Thursday, May 30, 2019

Hoboken needs a bigger public safety push on e-Scooters

Director Ryan Sharpe riding an e-Scooter and not protecting the noggin.
It's an opportunity missed for public education, an uphill battle
in the new world of e-Scooter transportation. Oh yeah, bad form
all around.
Ending week one of the Hoboken e-Scooter pilot allows a chance for evaluation and necessary self-criticism.

The Hoboken pilot didn't kick off too well. Any educational efforts leading into the launch were inadequate with the public response strong in favor and in opposition. All agree continuous education is necessary.

Talking over the weekend to a man and woman traveling on the upper Washington St. sidewalk; it was clear they didn't have any idea they were doing anything wrong. They admitted they hadn't read much other than to get the e-Scooters rolling.

There was the weekend accident on upper Sinatra Drive too. Two young males tossed caution to the wind and opted to test the Darwinian herd thinning program for humans.

Getting the best balance on the standup Lime requires the use of the entire board: the lead foot straight and rear foot perpendicular forming a "T" is best. That's simply not possible with two adult riders where the engineering is intentionally inadequate.

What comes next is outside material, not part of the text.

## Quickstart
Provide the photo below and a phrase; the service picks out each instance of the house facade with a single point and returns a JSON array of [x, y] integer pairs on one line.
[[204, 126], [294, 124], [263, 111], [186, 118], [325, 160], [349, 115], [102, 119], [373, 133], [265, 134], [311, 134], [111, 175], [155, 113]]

What is missing from the pilot is a coordinated effort by all public officials to encourage the best safety practices, one of which is to wear a helmet. If nothing, it sends a strong positive message to everyone.

People may argue about statistical data with helmets for cycling and as here e-Scooters. What they fail to understand is merely wearing a helmet delivers a strong positive message to riders, pedestrians and drivers alike.

In testing both types of e-Scooters, it's self-evident drivers give a lot more respect when a rider is wearing a helmet. Call it a psychological ploy, tool or what have you. It's clear drivers show far more deference and respect when the helmet appears.

Another problem is teen use or rather, teen abuse. Parents are helping their kids get on board, pardon the pun, illegally and overlook the 18 years old minimum age requirement.

One teen already with e-Scooter in tow tries to help her
friend get illegal access. 
Some think the kids are grabbing scooters from adults but that's not likely the continuing problem. Late yesterday, two teen females were on upper Hudson Street. One rode an e-Scooter up and down the block as another attempted to obtain some registration approval.

Inquiring if they knew riding on the sidewalk was illegal, both acknowledged awareness. When it was pointed out the shorter girl was seen riding on the sidewalk the other responded with wallet in hand, "Not me."

How did the access come about? The teen girl murmured, "it's my mother's account."

If the Hoboken e-Scooter pilot is to succeed, everyone is going to need to help be best.

Everyone needs to help to set a culture for success.